It hasn’t been a good couple years for college rankings. In mid-November 2022, years of tension boiled over: Yale and Harvard Law Schools announced they were pulling out of the US News & World Report’s famous and industry-standard rankings. These schools argued, in part, that the rankings unfairly reward schools for scholarship-granting processes that juice LSAT scores and punish them when their graduates take lower-paying public sector jobs. Since then, dozens of colleges and universities have followed suit, ending their cooperation with US News & World Report and refusing to share data, in turn prompting US News CEO Eric Gertler to suggest in Wall Street Journal op-ed that the elite law and medical schools that began the exodus simply don’t like being held accountable. As it stands, it seems likely the defections will continue.

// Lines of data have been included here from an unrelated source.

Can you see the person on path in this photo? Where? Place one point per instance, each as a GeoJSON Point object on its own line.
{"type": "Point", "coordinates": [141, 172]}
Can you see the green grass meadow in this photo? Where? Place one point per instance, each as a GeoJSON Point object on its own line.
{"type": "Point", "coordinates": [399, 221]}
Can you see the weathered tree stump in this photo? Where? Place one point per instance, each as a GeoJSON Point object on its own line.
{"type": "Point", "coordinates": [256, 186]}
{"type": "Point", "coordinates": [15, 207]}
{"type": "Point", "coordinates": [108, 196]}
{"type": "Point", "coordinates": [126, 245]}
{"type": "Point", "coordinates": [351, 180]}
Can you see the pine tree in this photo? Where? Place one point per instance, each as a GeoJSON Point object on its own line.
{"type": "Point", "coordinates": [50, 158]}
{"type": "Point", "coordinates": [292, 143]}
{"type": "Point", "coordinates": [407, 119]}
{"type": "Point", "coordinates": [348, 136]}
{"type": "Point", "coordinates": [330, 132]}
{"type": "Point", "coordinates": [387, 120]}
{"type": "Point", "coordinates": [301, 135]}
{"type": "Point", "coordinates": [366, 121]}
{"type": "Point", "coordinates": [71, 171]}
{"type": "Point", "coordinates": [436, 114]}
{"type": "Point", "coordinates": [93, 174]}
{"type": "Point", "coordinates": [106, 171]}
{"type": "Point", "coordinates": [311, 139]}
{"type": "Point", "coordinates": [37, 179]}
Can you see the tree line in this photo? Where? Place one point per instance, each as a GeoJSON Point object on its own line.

The crisis in confidence in ranking outfits like US News has serious implications for those researching future-defining educational degree programs, especially since these programs, in the US at least, are so gosh-darned expensive. Enrolling in one of these programs is a big financial decision, and would-be undergraduate and graduate students are increasingly skeptical of the returns, as The Economist explains in a recent piece titled “Was your degree really worth it?” These rankings thus ostensibly serve as crucial data as students are forecasting potential return on investment for their future degrees.

Will your data science degree be worth it?

The situation for the aspiring data scientist is nuanced by the fact that data science is a booming career — more than data analyst and even machine learning engineer — with the US Bureau of Labor Statistics projecting 36% growth in headcount by 2031 and $100,910 median pay, respectively. Compare this to just 5% growth and $45,760 median pay across the US labor market as a whole, and it’s clear just how sunny this outlook is.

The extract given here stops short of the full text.